Media labs, hacker zones, makerspaces, humanities labs, fab labs, tech incubators, innovation centres, hacklabs and media archaeology labs: they’re everywhere, and we can’t stop talking about them.
Media labs are liminal but increasingly powerful spaces in many contemporary settings. They appear in universities and colleges, wedged uneasily between traditional departments and faculties. They’re also in basements, warehouses, strip malls and squats. They are stable to varying degrees; many have long-term addresses and an itinerant roster of occupants. Some pop up in one location for a few days, then relocate to another. Sometimes they’re even in mobile trucks in the streets, bringing tools and expertise to children in schools and the general public. As clusters of tools and talent streamlined to produce economic value, labs sometime align with the most ruthless of venture capitalists; in other cases, they are free and open for all to use, disdainful of all commercial motivations.
Despite their sudden visibility due to the burgeoning of the digital humanities, media labs have a surprisingly long history. As part of the historical avant-gardes, media arts labs were the sites where the new materials and aesthetics of technical modernity were developed. They often share a common ideology, tied not just to the neoliberal drive to privatize, innovate and disrupt, but to long-standing modernist ideas about creative destruction, quantification and the value of scientificity.

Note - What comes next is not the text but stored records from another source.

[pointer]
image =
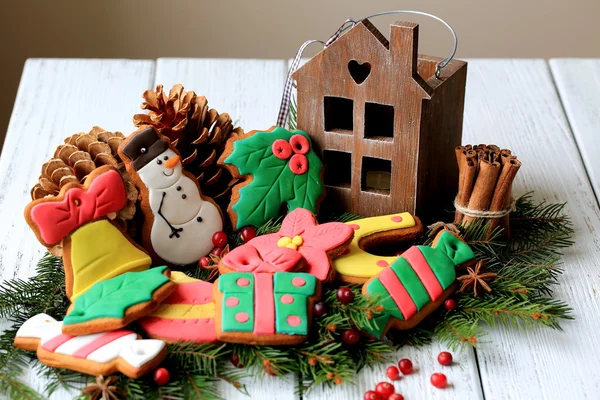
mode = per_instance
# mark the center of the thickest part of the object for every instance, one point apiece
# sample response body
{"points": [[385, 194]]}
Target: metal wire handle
{"points": [[284, 108]]}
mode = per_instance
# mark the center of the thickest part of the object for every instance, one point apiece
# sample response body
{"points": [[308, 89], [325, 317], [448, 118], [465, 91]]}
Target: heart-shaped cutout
{"points": [[359, 72]]}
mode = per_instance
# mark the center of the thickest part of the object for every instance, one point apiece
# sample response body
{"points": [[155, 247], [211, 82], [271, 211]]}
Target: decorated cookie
{"points": [[417, 282], [102, 353], [358, 265], [278, 167], [116, 302], [94, 248], [186, 315], [179, 221], [265, 308], [300, 233]]}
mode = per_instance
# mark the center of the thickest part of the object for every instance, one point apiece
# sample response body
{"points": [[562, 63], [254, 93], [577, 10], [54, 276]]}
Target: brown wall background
{"points": [[149, 29]]}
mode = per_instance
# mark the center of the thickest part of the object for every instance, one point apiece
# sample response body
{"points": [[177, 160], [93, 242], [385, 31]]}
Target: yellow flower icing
{"points": [[361, 264], [100, 251]]}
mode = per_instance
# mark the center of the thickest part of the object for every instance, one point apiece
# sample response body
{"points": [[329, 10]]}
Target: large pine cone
{"points": [[198, 133], [80, 155]]}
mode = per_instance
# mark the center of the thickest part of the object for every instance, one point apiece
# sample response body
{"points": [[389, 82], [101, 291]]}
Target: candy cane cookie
{"points": [[102, 353], [358, 265]]}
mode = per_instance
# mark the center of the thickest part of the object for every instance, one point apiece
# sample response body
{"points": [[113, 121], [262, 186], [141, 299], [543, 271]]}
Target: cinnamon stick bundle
{"points": [[486, 174]]}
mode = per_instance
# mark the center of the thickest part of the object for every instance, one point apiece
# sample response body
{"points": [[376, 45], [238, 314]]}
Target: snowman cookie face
{"points": [[162, 172]]}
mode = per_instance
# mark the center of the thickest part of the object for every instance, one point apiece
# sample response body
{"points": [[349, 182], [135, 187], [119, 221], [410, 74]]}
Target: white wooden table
{"points": [[547, 112]]}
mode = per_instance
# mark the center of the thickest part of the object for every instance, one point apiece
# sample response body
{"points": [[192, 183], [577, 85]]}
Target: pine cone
{"points": [[80, 155], [198, 133]]}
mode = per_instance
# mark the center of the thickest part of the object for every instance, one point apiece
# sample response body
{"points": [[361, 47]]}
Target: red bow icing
{"points": [[246, 258], [57, 219]]}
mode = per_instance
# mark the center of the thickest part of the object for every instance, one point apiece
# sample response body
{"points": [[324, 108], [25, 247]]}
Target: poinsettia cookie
{"points": [[299, 240], [278, 167], [179, 221], [94, 248]]}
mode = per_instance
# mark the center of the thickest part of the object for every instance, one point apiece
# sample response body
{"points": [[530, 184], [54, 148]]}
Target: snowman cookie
{"points": [[179, 221]]}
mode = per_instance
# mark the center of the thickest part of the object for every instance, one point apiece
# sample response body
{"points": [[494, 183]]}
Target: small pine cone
{"points": [[77, 157], [198, 132]]}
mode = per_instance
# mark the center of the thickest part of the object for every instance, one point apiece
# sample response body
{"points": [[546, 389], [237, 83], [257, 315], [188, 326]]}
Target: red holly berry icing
{"points": [[299, 144]]}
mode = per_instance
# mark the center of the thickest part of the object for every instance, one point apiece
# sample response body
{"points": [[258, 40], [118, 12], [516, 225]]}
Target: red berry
{"points": [[450, 304], [392, 372], [384, 389], [351, 336], [248, 233], [220, 239], [439, 380], [235, 360], [204, 262], [371, 395], [445, 358], [162, 376], [345, 295], [405, 366], [320, 309], [217, 251]]}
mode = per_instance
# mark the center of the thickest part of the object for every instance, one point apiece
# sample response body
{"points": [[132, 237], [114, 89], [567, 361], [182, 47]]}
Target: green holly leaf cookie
{"points": [[282, 169], [111, 298]]}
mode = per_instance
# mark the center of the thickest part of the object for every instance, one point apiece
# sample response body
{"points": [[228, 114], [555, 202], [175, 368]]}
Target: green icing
{"points": [[112, 297], [245, 294], [296, 308], [283, 283], [273, 183], [411, 282], [454, 248], [441, 265], [384, 297]]}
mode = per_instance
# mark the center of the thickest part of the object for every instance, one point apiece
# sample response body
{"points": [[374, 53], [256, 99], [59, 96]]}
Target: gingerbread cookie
{"points": [[278, 167], [417, 283], [299, 232], [103, 353], [265, 308], [77, 218], [116, 302], [358, 265], [179, 221], [186, 315]]}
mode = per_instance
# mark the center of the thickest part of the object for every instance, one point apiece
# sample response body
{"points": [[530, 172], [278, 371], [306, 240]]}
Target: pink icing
{"points": [[293, 320], [287, 299], [243, 282], [264, 306], [232, 302], [298, 282], [242, 317]]}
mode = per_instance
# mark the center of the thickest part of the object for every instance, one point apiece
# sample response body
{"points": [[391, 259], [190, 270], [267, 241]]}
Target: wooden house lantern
{"points": [[383, 123]]}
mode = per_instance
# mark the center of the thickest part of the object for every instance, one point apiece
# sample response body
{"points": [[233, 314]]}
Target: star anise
{"points": [[442, 226], [476, 277], [104, 389]]}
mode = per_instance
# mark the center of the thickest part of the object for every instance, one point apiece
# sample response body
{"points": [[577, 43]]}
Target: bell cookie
{"points": [[179, 221], [358, 265], [116, 302], [264, 308], [278, 167], [186, 315], [76, 218], [417, 283], [102, 353]]}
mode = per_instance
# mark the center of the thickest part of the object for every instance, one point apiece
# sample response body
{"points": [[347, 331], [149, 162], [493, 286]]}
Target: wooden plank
{"points": [[578, 84], [514, 104], [250, 91], [56, 98]]}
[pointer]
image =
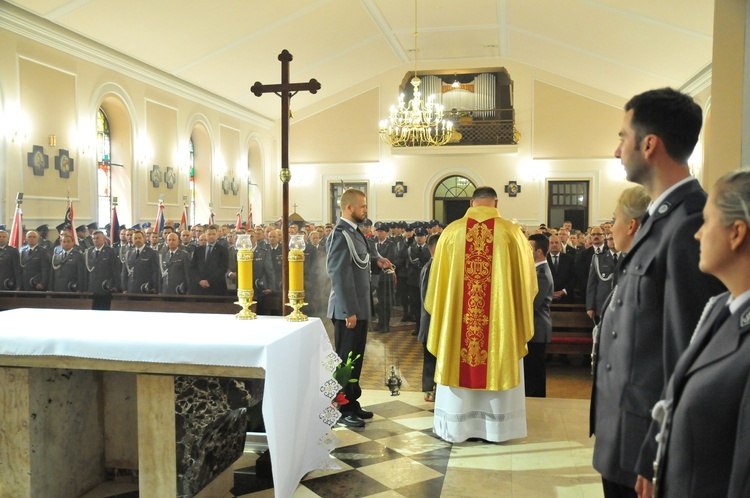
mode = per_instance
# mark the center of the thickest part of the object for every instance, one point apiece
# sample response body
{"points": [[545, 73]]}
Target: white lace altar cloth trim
{"points": [[495, 416], [297, 357]]}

THE LAB BOOK will thoroughly document and explicate this significant cultural force. This project, authored by three established mid-career media and communications scholars working in three different countries, consists of two components: a print book and a companion website. As a whole, the project includes:
- contextualization of today’s media labs in terms of 20th century history and the ideology of modernity, especially in terms of the discourses of scientificity, innovation, disruption and creativity
- interviews with the denizens and operators of historically important and contemporary media labs of all shapes and sizes
- examination of contemporary discourse about media labs in print and online journalism, in fiction and popular media, and in official documents from universities, and other public and private sector institutions
- evaluation of the complex and ambivalent relationships between media labs, traditional educational institutions and neoliberal economic forces
- investigation into the extent to which media labs have the potential to intervene in these economic forces and perhaps model a version of posthumanities scholarship
The print portion of the project, THE LAB BOOK, presents a much-needed critical, historical and international examination of a major ongoing shift in contemporary ideas about higher education, the information technology sector and the public good. The book investigates the history of media and humanities labs as situated practices. This website will deliver a synchronic overview of contemporary media labs through a series of interviews with their occupants.
We are pleased to be able to announce that THE LAB BOOK will be published by the University of Minnesota Press.